Answer 11 · 2021-12-11T18:20:59.000Z

I also adapted the existing InfluxDB v1 dashboard, a little further from the original than yours. JSON here: https://gist.github.com/rpatel3001/a703c6b70863ab29eea2af7a8196920a

I never was able to get the radar graph working for max range.

Answer 12 · 2021-12-16T09:42:37.000Z

@rpatel3001 that gist is still using influx as a datasource?

Answer 13 · 2022-01-03T01:31:11.000Z

@visibilityspots ah sorry, didn't fully read your question I guess. I'm using InfluxDB V2 to pull in the prometheus formatted data, not prometheus itself. The published dashboard uses Influx DB V1, which is incompatible with V2; my dashboard is modified to use V2.

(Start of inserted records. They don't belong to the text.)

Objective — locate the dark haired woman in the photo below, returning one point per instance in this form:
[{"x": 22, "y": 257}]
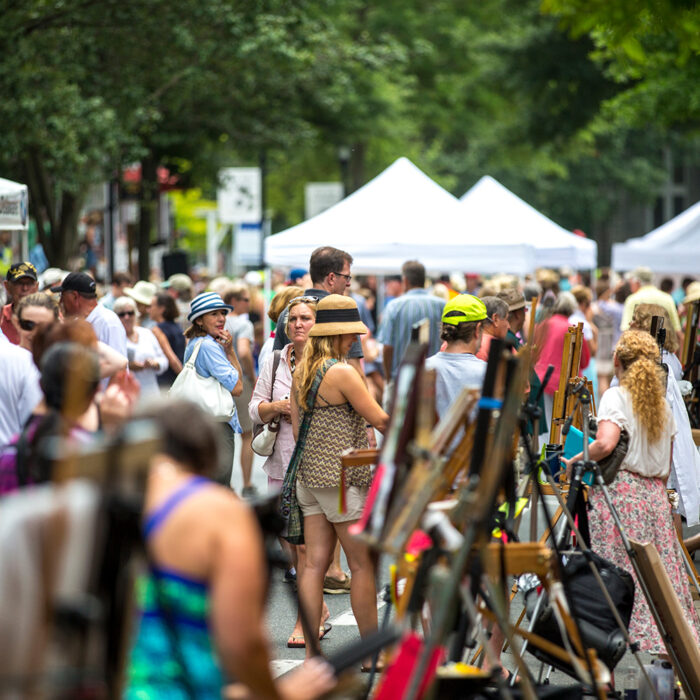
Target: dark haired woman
[
  {"x": 457, "y": 365},
  {"x": 201, "y": 605},
  {"x": 163, "y": 311},
  {"x": 32, "y": 312},
  {"x": 215, "y": 358},
  {"x": 70, "y": 376}
]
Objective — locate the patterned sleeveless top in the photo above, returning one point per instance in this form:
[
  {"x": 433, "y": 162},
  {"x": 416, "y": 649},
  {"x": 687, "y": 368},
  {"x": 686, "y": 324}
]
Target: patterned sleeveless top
[{"x": 333, "y": 430}]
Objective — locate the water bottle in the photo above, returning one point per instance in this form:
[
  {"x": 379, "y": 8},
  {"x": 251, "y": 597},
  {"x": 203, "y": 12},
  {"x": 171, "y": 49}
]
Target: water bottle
[
  {"x": 631, "y": 684},
  {"x": 661, "y": 675}
]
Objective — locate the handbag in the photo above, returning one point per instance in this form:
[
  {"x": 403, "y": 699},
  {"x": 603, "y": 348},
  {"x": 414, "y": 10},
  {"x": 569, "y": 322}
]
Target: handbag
[
  {"x": 265, "y": 434},
  {"x": 207, "y": 392},
  {"x": 590, "y": 608},
  {"x": 610, "y": 465}
]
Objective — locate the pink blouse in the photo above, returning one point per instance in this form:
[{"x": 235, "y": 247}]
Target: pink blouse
[{"x": 276, "y": 464}]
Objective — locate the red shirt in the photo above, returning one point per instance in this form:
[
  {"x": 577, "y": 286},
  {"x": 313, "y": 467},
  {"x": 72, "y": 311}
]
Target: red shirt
[
  {"x": 8, "y": 328},
  {"x": 550, "y": 339}
]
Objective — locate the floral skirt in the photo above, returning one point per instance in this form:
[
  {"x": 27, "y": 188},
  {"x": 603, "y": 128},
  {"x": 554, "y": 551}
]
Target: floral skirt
[{"x": 645, "y": 512}]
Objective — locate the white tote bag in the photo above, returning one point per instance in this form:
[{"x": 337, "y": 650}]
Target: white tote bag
[{"x": 208, "y": 393}]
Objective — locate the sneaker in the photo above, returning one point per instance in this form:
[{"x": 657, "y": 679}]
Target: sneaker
[
  {"x": 335, "y": 586},
  {"x": 249, "y": 492}
]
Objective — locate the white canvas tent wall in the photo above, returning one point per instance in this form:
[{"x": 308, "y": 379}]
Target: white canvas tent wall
[
  {"x": 14, "y": 201},
  {"x": 492, "y": 210},
  {"x": 400, "y": 215},
  {"x": 672, "y": 248}
]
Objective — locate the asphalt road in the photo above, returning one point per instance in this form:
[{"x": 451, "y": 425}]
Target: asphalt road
[{"x": 281, "y": 615}]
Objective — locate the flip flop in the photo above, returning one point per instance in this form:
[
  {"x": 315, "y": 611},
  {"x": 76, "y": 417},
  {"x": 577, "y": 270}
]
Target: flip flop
[
  {"x": 296, "y": 641},
  {"x": 323, "y": 631}
]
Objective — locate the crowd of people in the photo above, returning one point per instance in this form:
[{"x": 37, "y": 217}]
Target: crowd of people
[{"x": 315, "y": 363}]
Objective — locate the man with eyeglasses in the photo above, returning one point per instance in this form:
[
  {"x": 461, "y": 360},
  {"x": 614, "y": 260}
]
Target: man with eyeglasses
[
  {"x": 329, "y": 269},
  {"x": 21, "y": 281},
  {"x": 79, "y": 300}
]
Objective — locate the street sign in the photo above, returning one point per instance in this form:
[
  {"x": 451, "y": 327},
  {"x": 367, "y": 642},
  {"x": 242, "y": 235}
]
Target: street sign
[
  {"x": 320, "y": 196},
  {"x": 239, "y": 196}
]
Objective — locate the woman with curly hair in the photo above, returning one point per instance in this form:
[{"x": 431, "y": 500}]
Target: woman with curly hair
[
  {"x": 638, "y": 492},
  {"x": 685, "y": 465},
  {"x": 330, "y": 410}
]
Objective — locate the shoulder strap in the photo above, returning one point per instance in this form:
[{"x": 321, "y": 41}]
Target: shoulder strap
[
  {"x": 194, "y": 354},
  {"x": 275, "y": 365},
  {"x": 320, "y": 374}
]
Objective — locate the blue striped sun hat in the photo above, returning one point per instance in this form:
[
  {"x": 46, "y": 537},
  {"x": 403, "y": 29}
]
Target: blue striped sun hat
[{"x": 204, "y": 303}]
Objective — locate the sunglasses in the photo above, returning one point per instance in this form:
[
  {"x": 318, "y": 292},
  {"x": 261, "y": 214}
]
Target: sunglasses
[
  {"x": 27, "y": 325},
  {"x": 303, "y": 300}
]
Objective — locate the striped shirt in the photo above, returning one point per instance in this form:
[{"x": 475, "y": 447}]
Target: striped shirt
[{"x": 400, "y": 316}]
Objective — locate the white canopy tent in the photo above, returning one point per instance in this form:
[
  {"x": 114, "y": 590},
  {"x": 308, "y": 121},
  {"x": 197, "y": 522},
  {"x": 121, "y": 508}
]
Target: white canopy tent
[
  {"x": 14, "y": 203},
  {"x": 493, "y": 211},
  {"x": 400, "y": 215},
  {"x": 672, "y": 248}
]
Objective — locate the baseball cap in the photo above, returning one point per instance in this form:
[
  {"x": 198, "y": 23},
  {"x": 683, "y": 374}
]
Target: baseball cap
[
  {"x": 77, "y": 282},
  {"x": 463, "y": 308},
  {"x": 20, "y": 270},
  {"x": 513, "y": 298}
]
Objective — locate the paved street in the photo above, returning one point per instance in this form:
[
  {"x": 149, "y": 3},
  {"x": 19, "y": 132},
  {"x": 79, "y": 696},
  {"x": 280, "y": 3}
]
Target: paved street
[{"x": 282, "y": 613}]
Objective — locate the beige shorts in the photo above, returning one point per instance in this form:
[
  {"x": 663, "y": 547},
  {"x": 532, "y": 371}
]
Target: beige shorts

Answer 14 · 2022-02-16T03:04:35.000Z

[telegraf_vrs_connector] 2022/02/15 22:01:56 socat[427] E connect(5, AF=2 127.0.0.1:33333, 16): Connection refused

I am getting this issue when the container starts. I have READSB_NET_VRS_PORT=33333 set, but I still get the same error.

EDIT: Ignore, its working fine. It only throws an error once at startup.